# Pre-Process London Crime datasets (Street, Outcome and London-Boroughs)
Street dataset pre-process before sending to Datawarehouse
1. London Crime Street Dataset
2. London Crime Outcome Dataset
***

## Common activities
### Import libraries 

In [1]:
# import all the libraries that require for project
import pandas as pd
import numpy as np
import matplotlib
import matplotlib.pyplot as plt
import os

### Declare globals

In [2]:
# define paths
INPUT_PATH = "C://SHU/ADMP/Assessment_02/londoncrimedw_project/input_csv/"
OUTPUT_PATH = "C://SHU/ADMP/Assessment_02/londoncrimedw_project/output_csv/"

# create variables to store the datasets name you want to use
STREET_FILENAME = "street_london.csv"
OUTCOME_FILENAME = "outcome_london.csv"
BOROUGH_FILENAME = "london-boroughs-data.csv"

### Declare and define functions 

In [3]:
class FILESIZE:
    SMALL = 1
    LARGE = 2
    
def read_csv_file(fileType, fileName):
    if (fileType == FILESIZE.SMALL):
        df_ret = pd.read_csv(fileName)
    else:
        # read the large csv file with specified chunksize of 10 million records
        df_chunk = pd.read_csv(fileName, chunksize=1000000)

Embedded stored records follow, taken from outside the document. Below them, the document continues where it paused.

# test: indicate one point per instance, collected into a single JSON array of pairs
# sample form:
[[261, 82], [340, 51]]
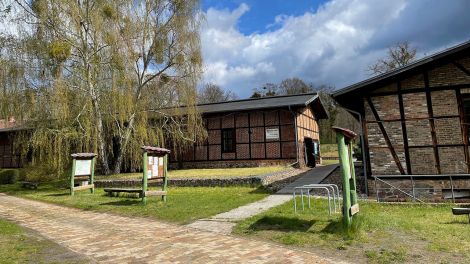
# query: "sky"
[[248, 43]]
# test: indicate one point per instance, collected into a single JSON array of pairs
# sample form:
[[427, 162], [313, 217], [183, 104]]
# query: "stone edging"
[[264, 180]]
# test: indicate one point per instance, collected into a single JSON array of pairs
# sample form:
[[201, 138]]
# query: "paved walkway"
[[116, 239], [224, 222], [313, 176]]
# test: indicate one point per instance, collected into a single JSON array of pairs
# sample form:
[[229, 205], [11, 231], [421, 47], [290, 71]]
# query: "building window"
[[466, 112], [228, 140]]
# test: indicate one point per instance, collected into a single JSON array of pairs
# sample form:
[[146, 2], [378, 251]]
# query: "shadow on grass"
[[285, 224], [260, 189], [57, 194], [458, 222], [123, 203]]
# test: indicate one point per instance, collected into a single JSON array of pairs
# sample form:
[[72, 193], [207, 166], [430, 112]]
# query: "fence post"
[[145, 179]]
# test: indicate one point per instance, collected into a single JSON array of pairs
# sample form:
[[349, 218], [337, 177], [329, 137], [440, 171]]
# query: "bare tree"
[[98, 73], [399, 55], [212, 93], [294, 86]]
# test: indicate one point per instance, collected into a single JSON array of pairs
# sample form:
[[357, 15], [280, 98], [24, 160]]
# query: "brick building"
[[256, 132], [415, 124]]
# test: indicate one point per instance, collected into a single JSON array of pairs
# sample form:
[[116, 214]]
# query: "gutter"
[[296, 136], [361, 137]]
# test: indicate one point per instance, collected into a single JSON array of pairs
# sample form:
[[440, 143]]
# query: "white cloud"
[[332, 46]]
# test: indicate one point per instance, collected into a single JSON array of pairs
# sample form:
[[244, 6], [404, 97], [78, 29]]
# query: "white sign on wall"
[[272, 133], [82, 167]]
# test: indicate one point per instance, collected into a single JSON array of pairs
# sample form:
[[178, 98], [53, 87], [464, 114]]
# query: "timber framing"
[[463, 128], [403, 129], [386, 137], [276, 116], [431, 122]]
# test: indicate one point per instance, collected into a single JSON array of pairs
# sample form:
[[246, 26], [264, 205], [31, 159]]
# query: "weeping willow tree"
[[97, 75]]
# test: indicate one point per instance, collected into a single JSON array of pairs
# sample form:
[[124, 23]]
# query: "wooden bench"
[[111, 191], [29, 185], [461, 211]]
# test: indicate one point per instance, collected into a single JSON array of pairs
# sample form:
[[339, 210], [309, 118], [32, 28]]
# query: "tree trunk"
[[123, 146]]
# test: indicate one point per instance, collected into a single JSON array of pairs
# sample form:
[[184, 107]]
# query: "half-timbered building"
[[415, 123], [257, 132]]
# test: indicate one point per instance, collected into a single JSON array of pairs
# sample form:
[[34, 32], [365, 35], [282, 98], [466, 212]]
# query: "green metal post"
[[165, 175], [92, 175], [352, 180], [345, 175], [144, 180], [72, 175]]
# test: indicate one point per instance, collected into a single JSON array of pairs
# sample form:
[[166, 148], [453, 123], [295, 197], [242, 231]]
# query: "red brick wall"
[[449, 144], [251, 144]]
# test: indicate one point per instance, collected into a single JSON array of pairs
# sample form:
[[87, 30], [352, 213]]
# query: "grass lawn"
[[184, 204], [205, 173], [383, 233], [329, 150], [329, 162], [18, 245]]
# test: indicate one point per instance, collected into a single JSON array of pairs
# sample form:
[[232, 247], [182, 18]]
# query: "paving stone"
[[117, 239]]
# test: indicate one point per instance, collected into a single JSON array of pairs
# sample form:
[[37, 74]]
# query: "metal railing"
[[333, 195], [414, 189]]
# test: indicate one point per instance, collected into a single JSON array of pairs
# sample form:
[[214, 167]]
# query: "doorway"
[[309, 152]]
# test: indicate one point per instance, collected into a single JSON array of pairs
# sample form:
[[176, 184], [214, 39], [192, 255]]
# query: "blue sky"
[[247, 43], [262, 13]]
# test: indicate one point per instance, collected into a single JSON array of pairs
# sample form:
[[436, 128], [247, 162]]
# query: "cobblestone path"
[[110, 238]]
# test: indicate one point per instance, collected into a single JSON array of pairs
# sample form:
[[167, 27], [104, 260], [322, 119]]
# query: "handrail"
[[392, 186]]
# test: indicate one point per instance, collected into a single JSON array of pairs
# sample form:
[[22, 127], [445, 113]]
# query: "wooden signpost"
[[155, 166], [83, 171], [345, 139]]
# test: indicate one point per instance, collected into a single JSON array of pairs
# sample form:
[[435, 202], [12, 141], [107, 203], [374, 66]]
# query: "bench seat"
[[461, 211], [125, 190], [30, 185]]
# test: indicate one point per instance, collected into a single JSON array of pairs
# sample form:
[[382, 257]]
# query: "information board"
[[272, 133], [82, 167]]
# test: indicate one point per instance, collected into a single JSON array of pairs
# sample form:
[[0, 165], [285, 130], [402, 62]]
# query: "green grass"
[[206, 173], [13, 247], [329, 150], [184, 204], [329, 162], [382, 233], [18, 245]]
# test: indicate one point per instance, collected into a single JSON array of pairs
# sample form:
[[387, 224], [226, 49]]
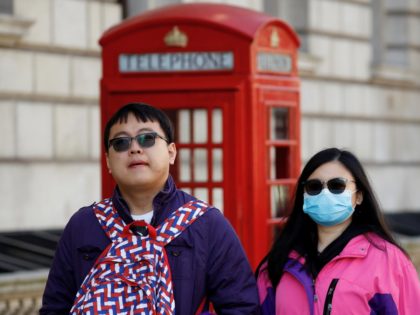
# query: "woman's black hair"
[[300, 232], [143, 112]]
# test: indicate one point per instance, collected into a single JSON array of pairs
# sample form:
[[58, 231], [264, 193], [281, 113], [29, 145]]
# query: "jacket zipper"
[[328, 299]]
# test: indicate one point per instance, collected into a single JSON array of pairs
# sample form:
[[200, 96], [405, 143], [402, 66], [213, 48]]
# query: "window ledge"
[[12, 29], [307, 63], [393, 74]]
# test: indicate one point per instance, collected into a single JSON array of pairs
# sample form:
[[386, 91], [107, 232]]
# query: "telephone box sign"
[[180, 61], [274, 62]]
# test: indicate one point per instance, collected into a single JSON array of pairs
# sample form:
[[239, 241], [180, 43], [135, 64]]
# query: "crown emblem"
[[274, 38], [176, 38]]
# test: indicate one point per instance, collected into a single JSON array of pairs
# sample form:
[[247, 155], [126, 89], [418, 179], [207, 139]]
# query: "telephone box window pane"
[[279, 162], [217, 126], [6, 7], [184, 128], [200, 125], [187, 190], [279, 198], [200, 165], [185, 165], [279, 123], [217, 165], [218, 198], [202, 193]]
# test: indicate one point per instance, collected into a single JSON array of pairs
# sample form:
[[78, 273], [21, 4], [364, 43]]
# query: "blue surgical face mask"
[[328, 209]]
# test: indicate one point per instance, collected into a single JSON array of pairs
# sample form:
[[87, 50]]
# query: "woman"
[[335, 254]]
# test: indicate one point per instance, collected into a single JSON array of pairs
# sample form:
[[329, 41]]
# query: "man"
[[206, 260]]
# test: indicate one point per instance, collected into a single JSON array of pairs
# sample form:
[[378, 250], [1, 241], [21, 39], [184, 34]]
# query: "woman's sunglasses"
[[145, 140], [335, 185]]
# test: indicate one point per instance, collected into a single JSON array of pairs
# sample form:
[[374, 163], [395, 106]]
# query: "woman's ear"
[[172, 153]]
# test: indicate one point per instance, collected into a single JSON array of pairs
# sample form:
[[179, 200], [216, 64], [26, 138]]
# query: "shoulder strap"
[[175, 224], [179, 220]]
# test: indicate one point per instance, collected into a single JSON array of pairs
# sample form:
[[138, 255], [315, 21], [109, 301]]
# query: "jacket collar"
[[159, 202]]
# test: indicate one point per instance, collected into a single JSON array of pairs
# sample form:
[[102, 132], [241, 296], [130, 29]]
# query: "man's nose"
[[135, 147]]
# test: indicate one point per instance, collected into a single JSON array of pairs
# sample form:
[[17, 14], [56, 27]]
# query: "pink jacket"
[[370, 276]]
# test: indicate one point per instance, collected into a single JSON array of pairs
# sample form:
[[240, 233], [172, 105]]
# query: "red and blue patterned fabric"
[[132, 275]]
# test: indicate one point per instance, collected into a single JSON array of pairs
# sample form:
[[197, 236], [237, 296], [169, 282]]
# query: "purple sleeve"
[[231, 285]]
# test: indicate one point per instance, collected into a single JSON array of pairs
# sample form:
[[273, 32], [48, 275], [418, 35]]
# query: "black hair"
[[143, 112], [300, 232]]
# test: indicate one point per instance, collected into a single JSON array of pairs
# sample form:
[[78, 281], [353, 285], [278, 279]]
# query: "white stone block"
[[382, 142], [353, 99], [40, 12], [396, 187], [321, 47], [86, 75], [321, 134], [45, 195], [366, 16], [95, 133], [52, 73], [94, 24], [16, 71], [343, 134], [407, 144], [316, 16], [71, 131], [361, 61], [396, 30], [333, 98], [34, 130], [112, 15], [350, 18], [7, 129], [342, 59], [70, 23], [362, 133], [311, 96], [331, 13]]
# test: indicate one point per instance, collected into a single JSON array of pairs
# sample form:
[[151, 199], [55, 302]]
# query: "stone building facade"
[[360, 68], [359, 64]]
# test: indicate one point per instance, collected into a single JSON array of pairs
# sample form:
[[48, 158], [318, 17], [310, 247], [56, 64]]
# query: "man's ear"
[[172, 153]]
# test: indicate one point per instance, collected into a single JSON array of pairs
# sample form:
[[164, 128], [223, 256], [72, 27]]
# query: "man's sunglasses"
[[335, 185], [145, 140]]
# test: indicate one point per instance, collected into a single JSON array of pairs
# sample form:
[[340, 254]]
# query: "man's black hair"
[[143, 112]]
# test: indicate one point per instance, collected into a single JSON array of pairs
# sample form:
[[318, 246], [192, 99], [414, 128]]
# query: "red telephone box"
[[227, 77]]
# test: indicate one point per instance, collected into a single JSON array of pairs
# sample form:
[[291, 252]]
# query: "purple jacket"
[[206, 260]]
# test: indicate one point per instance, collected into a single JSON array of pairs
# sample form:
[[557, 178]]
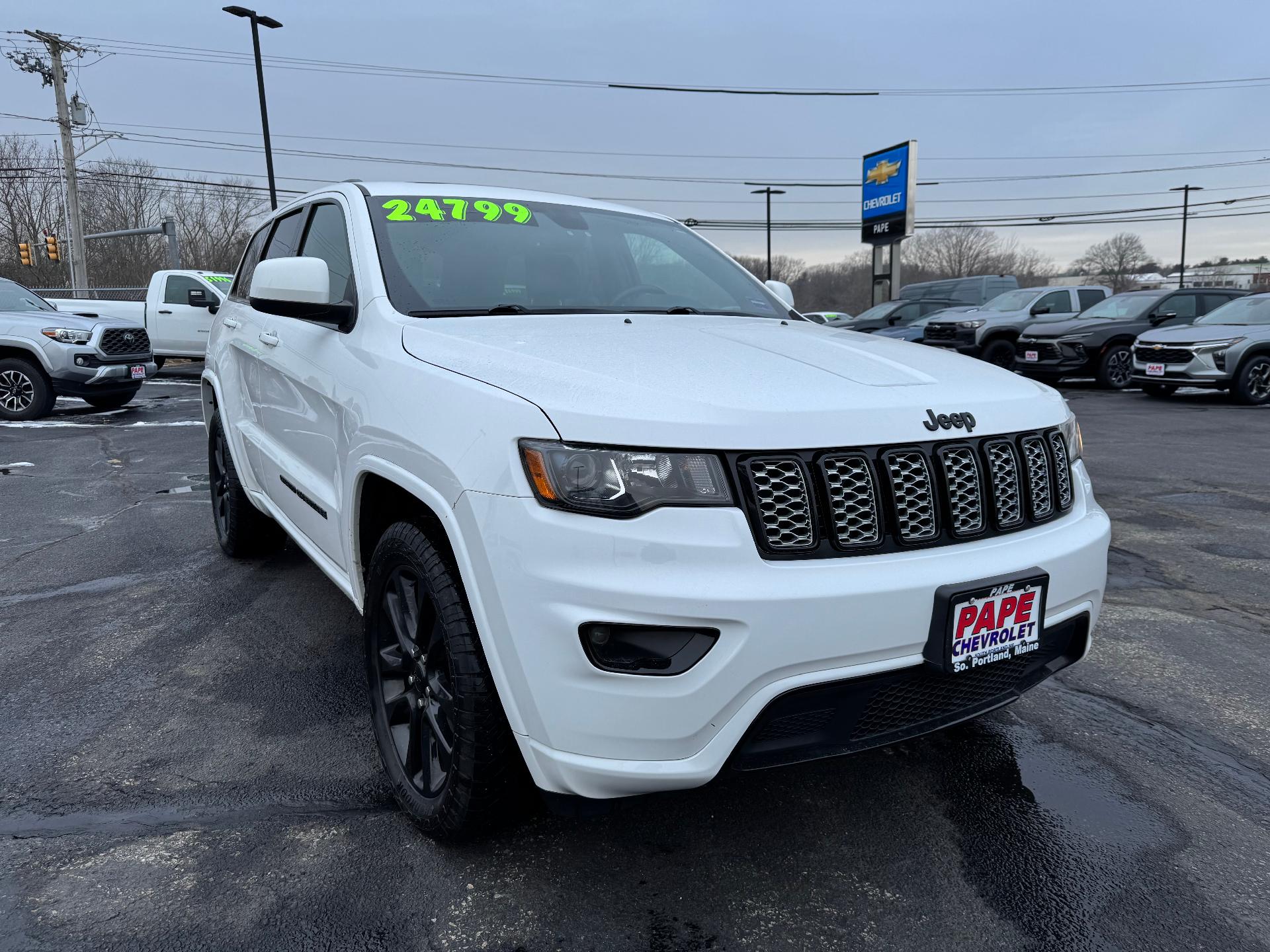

        # append each chunk df here
        chunk_list = []   

        # each chunk is in df format
        for chunk in df_chunk:    
            # once the data filtering is done, append the chunk to list
            chunk_list.append(chunk)

        # concat the list into dataframe 
        df_ret = pd.concat(chunk_list)
        
    return df_ret

### Read CSV files and store them in respective data frames

In [4]:
# set a working directory to the location where input dataset csv file exist
os.chdir(INPUT_PATH)

# load dataframe with street data from CSV file 
street_df = read_csv_file(FILESIZE.LARGE, STREET_FILENAME)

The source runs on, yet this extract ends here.